By Cub Buenning
I had scripted this long introductory diatribe about my crazy weekend, which included travel to Houston, as well as finally watching Game 1 of the Denver v. San Antonio series just yesterday afternoon. I axed the personal crap.
“Everyone’s always writing us off. The so-called “experts” all seem to be saying, ‘the Nuggets are the hottest team in the NBA.’ But those same people are also picking the Spurs.”
This quote was uttered by Marcus Camby just minutes before the tip of Sunday’s Game 1. Oddly enough, the 10th-year center might as well have been talking about yours truly, as my prediction of the series included not only extreme gushing about the Nuggets’ current play, but also gave the ultimate nod to the Spurs. I have the utmost respect for the way the Nuggets have been playing over the season’s last two months especially on the defensive end, but I just felt that the Spurs would dictate the way the games would played. Unfortunately for the Spurs, the current installment of the Nuggets is not the inexperienced, naïve, somewhat banged-up team they faced two years ago in the first round.
“We just have to beat them to the punch and just out work them. Whoever wants it more and plays harder, will win.”
The Nuggets’ mercurial leader, Allen Iverson was not here when the Nuggets took game 1 of that series in ’05, but beating them to punch and constantly outworking the Spurs are two things that did happen simultaneously on Sunday night. Two years ago, Iverson’s predecessor and trade partner, Andre Miller put the team on his back for the victory in Game One. Sunday night, however, the Denver Nuggets beat the Spurs 95-89, as a team. Yes, their two superstars both hit the 30-point plateau, but the inside battle, defensive intensity, and intangibles were all won by the Nuggets, areas that have hindered this team for years.
“Let’s have some patience. Don’t try to hit the homerun.”
This line was spoken by Coach George Karl during a timeout midway through the second quarter. No one player on the Nuggets’ roster abided by this adage like Carmelo Anthony, who has struggled in all three of his previous trips to the postseason, especially in the series’ opening game. Melo first lucked out by drawing Michael Finley as apposed to his defensive nemesis, Bruce Bowen, who was put on AI. The Answer got off to a rough start missing his first six shots, while Anthony started quickly, giving the Nuggets an early lead on the heels of his 10-point first quarter. Melo was also able to sustain his play, hoisting only 18 total shots from the field on his way to 30 points and 8 rebounds for the night. To his credit, AI rebounded by hitting 11 of his final 16 shots and played a great all-around game.
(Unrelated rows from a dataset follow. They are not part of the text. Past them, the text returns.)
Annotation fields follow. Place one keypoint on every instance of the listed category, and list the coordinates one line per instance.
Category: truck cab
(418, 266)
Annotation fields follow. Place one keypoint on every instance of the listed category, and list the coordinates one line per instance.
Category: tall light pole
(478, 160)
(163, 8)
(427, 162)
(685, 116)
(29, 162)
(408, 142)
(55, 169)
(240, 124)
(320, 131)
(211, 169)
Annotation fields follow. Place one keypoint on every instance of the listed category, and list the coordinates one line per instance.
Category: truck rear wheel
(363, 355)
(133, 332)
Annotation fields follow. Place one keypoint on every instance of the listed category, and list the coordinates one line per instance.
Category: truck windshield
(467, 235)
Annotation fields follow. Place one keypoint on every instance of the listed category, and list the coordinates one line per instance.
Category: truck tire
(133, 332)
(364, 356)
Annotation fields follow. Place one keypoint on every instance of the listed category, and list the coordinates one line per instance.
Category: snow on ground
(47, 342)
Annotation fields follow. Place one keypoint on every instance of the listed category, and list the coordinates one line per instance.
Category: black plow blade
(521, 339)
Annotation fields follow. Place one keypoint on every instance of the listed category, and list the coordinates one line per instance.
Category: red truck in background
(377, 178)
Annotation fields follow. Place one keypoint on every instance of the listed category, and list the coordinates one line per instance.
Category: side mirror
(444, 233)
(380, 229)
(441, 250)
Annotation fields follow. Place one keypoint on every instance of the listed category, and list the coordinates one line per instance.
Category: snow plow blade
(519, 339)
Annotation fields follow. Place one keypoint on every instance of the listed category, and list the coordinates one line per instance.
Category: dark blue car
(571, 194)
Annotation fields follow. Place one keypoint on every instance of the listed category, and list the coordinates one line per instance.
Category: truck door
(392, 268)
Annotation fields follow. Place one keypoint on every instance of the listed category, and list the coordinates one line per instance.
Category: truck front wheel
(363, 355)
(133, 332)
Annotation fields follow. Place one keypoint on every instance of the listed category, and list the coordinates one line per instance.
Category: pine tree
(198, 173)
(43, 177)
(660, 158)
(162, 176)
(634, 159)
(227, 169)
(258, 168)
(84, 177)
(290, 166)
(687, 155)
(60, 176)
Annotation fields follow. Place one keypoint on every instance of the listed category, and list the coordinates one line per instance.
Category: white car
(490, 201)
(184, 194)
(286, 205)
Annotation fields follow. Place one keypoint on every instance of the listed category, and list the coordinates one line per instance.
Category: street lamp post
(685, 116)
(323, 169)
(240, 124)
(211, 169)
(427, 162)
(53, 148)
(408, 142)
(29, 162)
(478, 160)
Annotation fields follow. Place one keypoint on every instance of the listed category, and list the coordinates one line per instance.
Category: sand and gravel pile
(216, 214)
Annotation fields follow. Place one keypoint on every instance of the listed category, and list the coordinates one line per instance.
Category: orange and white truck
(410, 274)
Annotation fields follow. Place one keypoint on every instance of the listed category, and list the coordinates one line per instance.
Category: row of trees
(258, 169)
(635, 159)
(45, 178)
“In the end, they just executed their stuff, defensively and offensively better than we executed our stuff.”
Spurs Coach Gregg Popovich was on the local Denver airwaves yesterday spouting that analysis. Rarely do teams “out-execute” the Spurs on either end of the court, let alone both. Pop also added that he was most impressed with the Nuggets’ defensive attack which frustrated both Tony Parker and Manu Ginobili by crowding the paint, forcing the “drive-first” guards into outside jumpers or forced, contested runners in traffic. The Nuggets’ focus on interior defense also made things a crowded mess for Tim Duncan, allowing the Nuggets to “contain” the Spurs’ big man with out having to resort to double-teams. The scheme also kept Nene and Camby out of foul trouble, which was/is a big concern as the series rolls on.
You’ve seen the stats by now—Melo/AI combine for 61, while the Nuggets “playoff-shortened” bench contributed just six total points. The Spurs, on the other hand, rolled 11 deep getting 38 from the reserves, but their big three combined to shoot just 36% from the field. Game 2 doesn’t take place for another couple of weeks or so, but rest assured Pop’s squad will be aggressively on the offensive. Until then.